Estamos haciendo esfuerzos para acoger, muchas veces en solitario. Muchas veces en la sombra. Para que los hombres tomen la palabra y expliquen cómo deconstruyen sus privilegios en muchas asambleas casi clandestinas. Para que se reconozca la lucha de otras compañeras. Para que las putas y las discas tengan voz también (pienso en Mariángeles Ballesteros, exmodelo, puta, heroinómana, que me abrazó un día muy fuerte y me dijo: «Y a ti, ¿quién te cuida?». Veinte años después, reflexiono sobre los cuidados, sobre el autocuidado y sobre lo poquito que me dejo mimar). Para no asumir los discursos identitarios de otras mujeres. Para no patologizarlas, ni diagnosticarlas.

Mariángeles murió. Si una mujer es adicta, a drogas o a juego, va a tener mucho menos apoyo social que un hombre. Me lo contó la psicóloga Ana Estévez, que lleva décadas investigando sobre el juego de azar y las adicciones sin sustancia, entre otras cosas.

La mayoría de las que lideran ese feminismo que ostenta el poder solo se ha relacionado con mujeres blancas, clase media, media baja, media media, media alta.

Al resto no nos han visto ni en el cine.

«Estoy harta de relatos de mujeres empoderadas», le decía la semana pasada a Nathalie Poza. De verdad, no saben lo cansada que estoy de representaciones femeninas de mujeres empoderadas. Las mujeres que yo conozco trabajan como unas burras, no llegan a casi nada o sienten que no llegan a casi nada, andan criando hijos y suspirando por meterse en una cama a dormir, aprovechan las vacaciones para leer dos páginas de un libro y quedarse dormidas antes de levantarse del sofá e ir al parque con las niñas o a recoger a alguna adolescente o se pasan la tarde en un hospital con alguna de las personas a su cargo o están bregando con depresiones de larga duración o con trastornos alimentarios o con caminos de hormonación, estudiando violín mientras llaman al pintor y redactando proyectos para irse con una beca a estudiar artes o comprando una bandeja de napolitanas porque es más barato que ir a la frutería a pensar en qué puedes cocinar en la media hora que podías estar sentada con unas cebollas, unas berenjenas y unas alcachofas.

Conozco a heroínas cotidianas y a un puñado de tíos que caminan al lado también, porque mi mundo ha sido, como el de más o menos todas, esencialmente masculino.

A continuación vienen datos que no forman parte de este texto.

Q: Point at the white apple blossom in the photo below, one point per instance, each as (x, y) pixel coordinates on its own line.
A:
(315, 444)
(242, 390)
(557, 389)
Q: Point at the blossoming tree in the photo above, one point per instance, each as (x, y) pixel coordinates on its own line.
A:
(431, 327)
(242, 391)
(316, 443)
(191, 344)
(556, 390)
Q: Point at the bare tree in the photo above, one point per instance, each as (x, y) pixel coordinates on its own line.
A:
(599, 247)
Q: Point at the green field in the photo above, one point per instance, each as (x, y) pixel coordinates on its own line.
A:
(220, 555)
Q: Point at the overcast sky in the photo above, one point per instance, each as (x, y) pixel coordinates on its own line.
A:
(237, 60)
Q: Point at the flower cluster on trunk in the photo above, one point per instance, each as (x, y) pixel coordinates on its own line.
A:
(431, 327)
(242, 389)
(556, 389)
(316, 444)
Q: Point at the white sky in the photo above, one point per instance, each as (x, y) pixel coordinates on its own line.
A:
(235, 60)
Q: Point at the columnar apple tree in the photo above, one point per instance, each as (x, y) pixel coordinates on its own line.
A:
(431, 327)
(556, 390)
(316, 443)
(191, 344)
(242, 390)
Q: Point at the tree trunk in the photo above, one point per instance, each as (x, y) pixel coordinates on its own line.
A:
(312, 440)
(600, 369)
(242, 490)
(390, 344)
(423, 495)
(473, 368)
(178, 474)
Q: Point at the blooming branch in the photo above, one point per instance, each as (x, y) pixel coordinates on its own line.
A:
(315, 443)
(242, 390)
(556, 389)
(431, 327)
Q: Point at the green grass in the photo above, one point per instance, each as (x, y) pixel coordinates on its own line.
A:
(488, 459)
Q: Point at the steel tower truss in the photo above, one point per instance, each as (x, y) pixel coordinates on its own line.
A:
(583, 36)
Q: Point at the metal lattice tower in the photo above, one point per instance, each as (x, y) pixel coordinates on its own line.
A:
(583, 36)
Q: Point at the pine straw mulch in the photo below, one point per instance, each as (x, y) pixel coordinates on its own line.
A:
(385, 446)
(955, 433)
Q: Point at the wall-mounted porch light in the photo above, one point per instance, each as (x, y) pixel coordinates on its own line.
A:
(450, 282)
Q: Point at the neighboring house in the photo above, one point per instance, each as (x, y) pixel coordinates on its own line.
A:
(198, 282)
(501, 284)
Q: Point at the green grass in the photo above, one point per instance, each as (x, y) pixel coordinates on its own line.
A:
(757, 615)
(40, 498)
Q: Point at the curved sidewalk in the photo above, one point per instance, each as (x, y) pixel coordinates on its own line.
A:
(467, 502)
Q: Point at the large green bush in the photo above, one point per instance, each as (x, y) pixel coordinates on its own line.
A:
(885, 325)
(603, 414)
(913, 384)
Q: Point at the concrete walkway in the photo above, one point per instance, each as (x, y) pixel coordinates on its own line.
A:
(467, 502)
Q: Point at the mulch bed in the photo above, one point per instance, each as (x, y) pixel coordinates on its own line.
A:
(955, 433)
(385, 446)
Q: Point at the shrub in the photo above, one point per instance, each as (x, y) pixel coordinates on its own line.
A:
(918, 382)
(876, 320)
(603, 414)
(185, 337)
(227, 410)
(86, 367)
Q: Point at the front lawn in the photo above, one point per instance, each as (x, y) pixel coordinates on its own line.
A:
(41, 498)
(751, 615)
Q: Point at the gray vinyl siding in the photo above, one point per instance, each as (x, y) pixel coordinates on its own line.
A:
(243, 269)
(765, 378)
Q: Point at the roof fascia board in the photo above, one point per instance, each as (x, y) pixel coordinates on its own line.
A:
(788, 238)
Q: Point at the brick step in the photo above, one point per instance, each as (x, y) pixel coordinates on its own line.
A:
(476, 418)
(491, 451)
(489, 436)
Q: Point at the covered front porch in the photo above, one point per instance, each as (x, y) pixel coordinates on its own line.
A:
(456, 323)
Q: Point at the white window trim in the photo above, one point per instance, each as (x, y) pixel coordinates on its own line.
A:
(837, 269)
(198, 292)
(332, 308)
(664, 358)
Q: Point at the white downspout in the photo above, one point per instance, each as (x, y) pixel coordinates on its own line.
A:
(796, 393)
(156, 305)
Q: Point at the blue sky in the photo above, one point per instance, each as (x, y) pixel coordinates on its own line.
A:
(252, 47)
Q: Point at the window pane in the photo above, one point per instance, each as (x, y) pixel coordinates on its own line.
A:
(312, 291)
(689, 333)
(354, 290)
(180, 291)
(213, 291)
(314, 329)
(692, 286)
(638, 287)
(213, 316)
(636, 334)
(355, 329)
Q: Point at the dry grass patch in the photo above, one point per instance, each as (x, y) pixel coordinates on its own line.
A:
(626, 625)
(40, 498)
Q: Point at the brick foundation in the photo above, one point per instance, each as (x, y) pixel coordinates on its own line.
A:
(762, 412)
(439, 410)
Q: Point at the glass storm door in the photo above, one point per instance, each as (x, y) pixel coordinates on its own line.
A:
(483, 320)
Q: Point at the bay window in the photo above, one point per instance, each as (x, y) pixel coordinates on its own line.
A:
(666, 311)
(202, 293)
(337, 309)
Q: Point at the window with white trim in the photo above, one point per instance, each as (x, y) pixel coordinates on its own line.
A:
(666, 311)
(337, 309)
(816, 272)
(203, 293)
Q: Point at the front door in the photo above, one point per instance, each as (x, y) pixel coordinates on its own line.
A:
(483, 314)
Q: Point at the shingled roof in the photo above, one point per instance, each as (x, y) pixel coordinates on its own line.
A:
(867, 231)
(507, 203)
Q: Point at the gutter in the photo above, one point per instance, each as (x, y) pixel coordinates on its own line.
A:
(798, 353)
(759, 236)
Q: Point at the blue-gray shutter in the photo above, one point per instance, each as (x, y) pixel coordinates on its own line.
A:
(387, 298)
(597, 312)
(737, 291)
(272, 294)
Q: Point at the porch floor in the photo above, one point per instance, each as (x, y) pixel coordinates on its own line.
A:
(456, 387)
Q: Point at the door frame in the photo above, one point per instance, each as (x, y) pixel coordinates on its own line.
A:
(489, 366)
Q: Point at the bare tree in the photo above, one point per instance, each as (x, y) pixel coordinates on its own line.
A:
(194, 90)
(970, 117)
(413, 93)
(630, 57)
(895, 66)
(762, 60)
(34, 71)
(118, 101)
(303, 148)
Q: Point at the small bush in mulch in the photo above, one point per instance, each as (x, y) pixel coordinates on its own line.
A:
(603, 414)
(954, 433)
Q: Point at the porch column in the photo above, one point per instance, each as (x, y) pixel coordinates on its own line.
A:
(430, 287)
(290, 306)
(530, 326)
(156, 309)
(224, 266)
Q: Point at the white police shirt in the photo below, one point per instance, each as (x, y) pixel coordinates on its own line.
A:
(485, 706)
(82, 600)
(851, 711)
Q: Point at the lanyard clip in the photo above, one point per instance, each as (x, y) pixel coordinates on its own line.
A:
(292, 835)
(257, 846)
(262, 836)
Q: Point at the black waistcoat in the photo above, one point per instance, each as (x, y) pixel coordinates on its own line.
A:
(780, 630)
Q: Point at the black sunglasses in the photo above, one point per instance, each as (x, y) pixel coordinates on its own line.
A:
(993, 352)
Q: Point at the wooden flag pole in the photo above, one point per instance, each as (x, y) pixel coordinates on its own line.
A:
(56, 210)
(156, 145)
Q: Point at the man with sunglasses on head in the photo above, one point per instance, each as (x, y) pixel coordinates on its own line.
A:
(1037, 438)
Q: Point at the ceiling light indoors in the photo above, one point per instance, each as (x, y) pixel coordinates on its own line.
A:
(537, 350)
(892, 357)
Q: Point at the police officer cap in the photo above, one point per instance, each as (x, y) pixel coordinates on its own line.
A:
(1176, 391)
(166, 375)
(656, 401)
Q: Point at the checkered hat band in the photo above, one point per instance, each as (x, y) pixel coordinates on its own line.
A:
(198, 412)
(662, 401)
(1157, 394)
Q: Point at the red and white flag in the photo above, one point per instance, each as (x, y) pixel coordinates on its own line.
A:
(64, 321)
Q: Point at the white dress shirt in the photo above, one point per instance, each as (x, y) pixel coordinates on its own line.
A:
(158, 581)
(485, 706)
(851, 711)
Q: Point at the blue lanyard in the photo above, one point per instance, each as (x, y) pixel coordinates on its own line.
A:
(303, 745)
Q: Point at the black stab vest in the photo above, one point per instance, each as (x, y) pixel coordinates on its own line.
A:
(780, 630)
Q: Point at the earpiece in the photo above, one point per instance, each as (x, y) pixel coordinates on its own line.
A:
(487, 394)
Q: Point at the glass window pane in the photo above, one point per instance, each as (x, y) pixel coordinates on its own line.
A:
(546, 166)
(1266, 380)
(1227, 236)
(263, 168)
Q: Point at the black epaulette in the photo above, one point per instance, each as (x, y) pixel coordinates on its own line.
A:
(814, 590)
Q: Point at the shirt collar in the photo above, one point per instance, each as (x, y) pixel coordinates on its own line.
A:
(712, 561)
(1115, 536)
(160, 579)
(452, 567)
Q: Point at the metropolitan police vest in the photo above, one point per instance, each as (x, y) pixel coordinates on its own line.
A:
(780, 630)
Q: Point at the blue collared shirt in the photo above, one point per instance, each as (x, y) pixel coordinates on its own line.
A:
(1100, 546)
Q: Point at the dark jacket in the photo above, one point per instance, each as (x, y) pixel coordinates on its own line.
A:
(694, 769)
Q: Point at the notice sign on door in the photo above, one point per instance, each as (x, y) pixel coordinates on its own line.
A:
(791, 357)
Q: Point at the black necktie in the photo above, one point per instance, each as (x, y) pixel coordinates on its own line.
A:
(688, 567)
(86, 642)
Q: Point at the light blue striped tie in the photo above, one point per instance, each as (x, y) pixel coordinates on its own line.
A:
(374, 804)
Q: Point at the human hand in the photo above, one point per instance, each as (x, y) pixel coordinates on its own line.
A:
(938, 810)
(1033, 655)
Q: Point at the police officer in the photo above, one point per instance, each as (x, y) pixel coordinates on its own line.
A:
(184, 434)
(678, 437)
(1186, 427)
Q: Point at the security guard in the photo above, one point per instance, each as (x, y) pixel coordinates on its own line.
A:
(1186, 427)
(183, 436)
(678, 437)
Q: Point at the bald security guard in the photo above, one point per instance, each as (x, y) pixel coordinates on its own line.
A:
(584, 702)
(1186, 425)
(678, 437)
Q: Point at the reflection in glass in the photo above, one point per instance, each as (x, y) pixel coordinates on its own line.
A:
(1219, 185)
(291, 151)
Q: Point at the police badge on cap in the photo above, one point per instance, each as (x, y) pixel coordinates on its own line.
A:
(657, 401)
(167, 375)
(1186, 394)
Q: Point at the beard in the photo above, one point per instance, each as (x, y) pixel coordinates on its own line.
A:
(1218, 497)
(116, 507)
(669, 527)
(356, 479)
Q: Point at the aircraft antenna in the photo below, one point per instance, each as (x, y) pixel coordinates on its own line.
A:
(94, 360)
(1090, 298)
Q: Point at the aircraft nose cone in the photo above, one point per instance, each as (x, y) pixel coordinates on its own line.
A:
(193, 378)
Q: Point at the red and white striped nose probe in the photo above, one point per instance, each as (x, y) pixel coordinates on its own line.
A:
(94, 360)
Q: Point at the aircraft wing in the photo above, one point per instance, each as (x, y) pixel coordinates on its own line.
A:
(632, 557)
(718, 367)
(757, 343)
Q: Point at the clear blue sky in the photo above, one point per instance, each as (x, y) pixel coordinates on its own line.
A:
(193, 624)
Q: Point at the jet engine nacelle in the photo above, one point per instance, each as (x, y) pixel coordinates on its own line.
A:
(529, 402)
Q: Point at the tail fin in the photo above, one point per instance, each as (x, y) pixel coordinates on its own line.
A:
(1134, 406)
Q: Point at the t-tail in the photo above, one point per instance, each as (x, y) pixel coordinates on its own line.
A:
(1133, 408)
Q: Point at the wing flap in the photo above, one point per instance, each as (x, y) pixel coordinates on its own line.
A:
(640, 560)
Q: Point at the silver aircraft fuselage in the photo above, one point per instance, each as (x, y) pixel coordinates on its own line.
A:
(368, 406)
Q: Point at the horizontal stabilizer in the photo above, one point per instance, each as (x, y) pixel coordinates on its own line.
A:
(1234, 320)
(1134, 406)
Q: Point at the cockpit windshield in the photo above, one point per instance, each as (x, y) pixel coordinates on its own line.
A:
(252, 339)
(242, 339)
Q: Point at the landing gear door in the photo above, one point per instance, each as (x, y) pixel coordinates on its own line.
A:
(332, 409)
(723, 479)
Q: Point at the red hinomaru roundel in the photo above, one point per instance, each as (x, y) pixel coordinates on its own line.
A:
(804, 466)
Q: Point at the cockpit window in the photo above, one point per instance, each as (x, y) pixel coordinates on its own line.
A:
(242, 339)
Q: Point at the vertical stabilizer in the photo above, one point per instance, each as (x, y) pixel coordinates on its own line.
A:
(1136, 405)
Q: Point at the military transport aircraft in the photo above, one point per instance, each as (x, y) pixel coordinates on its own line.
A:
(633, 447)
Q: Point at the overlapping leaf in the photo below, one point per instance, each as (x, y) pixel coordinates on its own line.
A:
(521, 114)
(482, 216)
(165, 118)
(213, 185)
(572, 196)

Carmen Martín Gaite, Carson McCullers, Hanna Arendt, Ana María Matute y Elena Poniatowska, Elizabeth Barret Browning, Louise Cooper, Virginia Woolf y sor Juana Inés de la Cruz llegaron mucho más tarde que Mark Twain, Charles Dickens, Chris Claremont, Frank Miller, Steve Ditko, Henry Miller o Rudyard Kipling: la única que estuvo desde el principio era Gloria Fuertes por la sencillísima razón de que escribía para niños. Ojalá las que vengan detrás tengan más referentes, poderosos o no. Ojalá nadie les diga qué son o cómo han de ser.